Helikopter-Mutti der Nation

betr.: 11. Todestag von Witta Pohl (gestern)

Weder die ZDF-Serie „Diese Drombuschs“ (1982-94) noch ihr fulminanter Erfolg beim deutschen Publikum lassen sich mit unseren heutigen Begriffen von „Serie“ oder „Serienkonsum“ noch fassen. Schon zu seiner Zeit verstieß das Format gegen alle Sehgewohnheiten. Zum Jahreswechsel gab es jeweils einige spielfilmlange Folgen, die die Erlebnisse einer Darmstädter Familie erzählten. Es ging betont alltäglich zu, es wurde geheiratet, gebaut, sich mit Ämtern herumgeärgert und – zum Ende hin zunehmend – verunglückt, gestorben, sogar abgefackelt. Der Showrunner Robert Stromberger beschrieb es so: „Hier geht es nicht um Seifenblasenprobleme, sondern darum, wie das Leben wirklich ist!“
Außerdem wurde sehr viel geredet. Die Diskussionen waren nicht als Schlagabtausch angelegt, sie gliederten sich in regelrechte Traktate, deren wichtigste Interpretin Mutter Drombusch war, die alle Umbesetzungen und Serientode bis zuletzt überstand (ihr von Hans-Peter Korff gespielter Ehemann floh nach wenigen 13 Folgen aus seiner Rolle).
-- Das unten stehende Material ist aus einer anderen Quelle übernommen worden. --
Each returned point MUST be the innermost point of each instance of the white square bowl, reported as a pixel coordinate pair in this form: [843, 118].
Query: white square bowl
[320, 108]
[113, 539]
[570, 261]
Die große Predigerin Vera Drombusch wurde von Witta Pohl gespielt, einer Eppendorfer Fernsehtragödin, die zeitweise als Nachfolgerin von Inge Meysel (auch sie eine Stromberger-Heroine) als „Mutter der Nation“ betrachtet wurde.

Witta Pohl liegt mir sehr am Herzen. Sie war früher eine Heldin meiner Parodien und wird heute im Unterricht regelmäßig beschworen – wenn auch nicht als Vorbild im eigentlichen Sinne.*
Das Image der Helikopter-Mutti durchwehte (lange vor der Prägung dieses Begriffs) all ihre späteren Engagements. Sie spielte eine Hebamme, eine Gerichtsreporterin, hatte immer wieder mit der Polizei zu tun („Der Alte“). Gleich nach dem Ende der „Drombuschs“ warb Witta Pohl für ein Waschmittel, und wie nahtlos und folgerichtig sich das anfühlte, war das eigentlich Irritierende daran.
„Egal, was ich spiele“, bekannte sie einmal, „ich bleibe immer Witta Pohl!“
Als Dieter Wedel sie in einer großen Boulevardzeitung ermahnte, den guten Menschen der Nation nicht auch immerfort im Privatleben zu spielen, weil das ihr Rollenprofil einenge, sagte sie dem gleichen Blatt: „Ich weiß, dass ich nichts Böses will, verstehe aber auch, dass man den Leuten mit ewiger Güte auch auf die Nerven gehen kann.“ Herr Wedel war der Schauspielerin auf den Leim gegangen (Chapeau!). Er ahnte nicht, dass die Gute durchaus Haare auf den Zähnen hatte. Als Schauspieldozentin ließ sie mehrere junge Kollegen durchfallen, weil sie die Frage nicht beantworten konnten, wem das Denkmal auf dem Hamburger Gänsemarkt gewidmet ist (nämlich Gotthold Ephraim Lessing). „So geht es nicht!“ pflegte sie sich zu entrüsten.